Paper Rad's "The Peace Tape" was made in 2009 with dozens of random clips and video animation flashing quickly across the screen to electronic music. To me, the original video created an essence of "culture" or "life", because the clips were so random and were all things that we see in everyday life in this decade. But I also felt that despite the fact that the video was created in 2009, the piece gave off a 90's vibe. I wanted to update the project by bringing it to the present moment.
"....With a title hearkening back to the analog era,The Peace Tapeis a frenetic remix of old and new "found" video. Culling his sources from thrift stores (countless straight-to-VHS childrens' programs), the Internet (a single YouTube clip featuring "dog in a dog costume"), and his own designs (flash animation of eyes and mouths, subliminal flickers of text), Ciocci concentrates hours of light entertainment into a dense, four-minute block..."--Jacob Ciocci (see link below)
I debated back and forth how to do this for a while, as it was hard for me to come up with a way to update something made so recently. At first I thought I could think of random images from youtube, media, etc., such as let's say, the top 5 famous people, events, pieces of art, places, anything to do with culture flashing across the screen. But I wasn't satisfied with how that was turning out... So then I tried looking at each individual clip in the original video (there were over 100 clips, each around 1 second long), identified what it was, and tried to find an 'equivalent' clip posted on Youtube no earlier than 2011. I realized however that I was simply redoing someone else's work, and felt that the idea was unexciting.
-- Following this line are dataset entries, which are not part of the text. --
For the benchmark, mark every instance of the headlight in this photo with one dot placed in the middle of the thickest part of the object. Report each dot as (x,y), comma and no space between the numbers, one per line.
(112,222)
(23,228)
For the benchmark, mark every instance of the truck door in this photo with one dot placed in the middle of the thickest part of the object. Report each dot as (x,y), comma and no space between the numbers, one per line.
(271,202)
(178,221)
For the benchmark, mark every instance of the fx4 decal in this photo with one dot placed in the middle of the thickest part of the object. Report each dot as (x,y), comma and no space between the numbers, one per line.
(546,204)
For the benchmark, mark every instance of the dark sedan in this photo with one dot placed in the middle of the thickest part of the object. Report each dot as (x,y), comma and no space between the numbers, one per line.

Finally I started taking a look at website like dump.fm, which allow people to upload .gif files, video files, pictures, music, and art live in the present moment. The great part about these sites is that they contain the most random fragments of digital art, so they were absolutely perfect for me to use.I had to buy a program online that converts .gif files to a video file that I could use in a video editing program. I collected a ton of clips from various websites and put them together to music.
The music in the background is 'Don't be a Slave to No Computer' by Minotaur Shock. Minotaur Shock creates electronic music, and especially captured the feeling of cyberspace that I wanted to the end result of the project.
As an end result, the clips, .gif's, video files, music, and digital art flash across the screen much like the Paper Rad's original video, and yet because these images have circulated through the internet so recently they bring the project to the present day. I hope that after watching the film, viewers will come away with the idea that the updated version of the video speaks more to the present moment.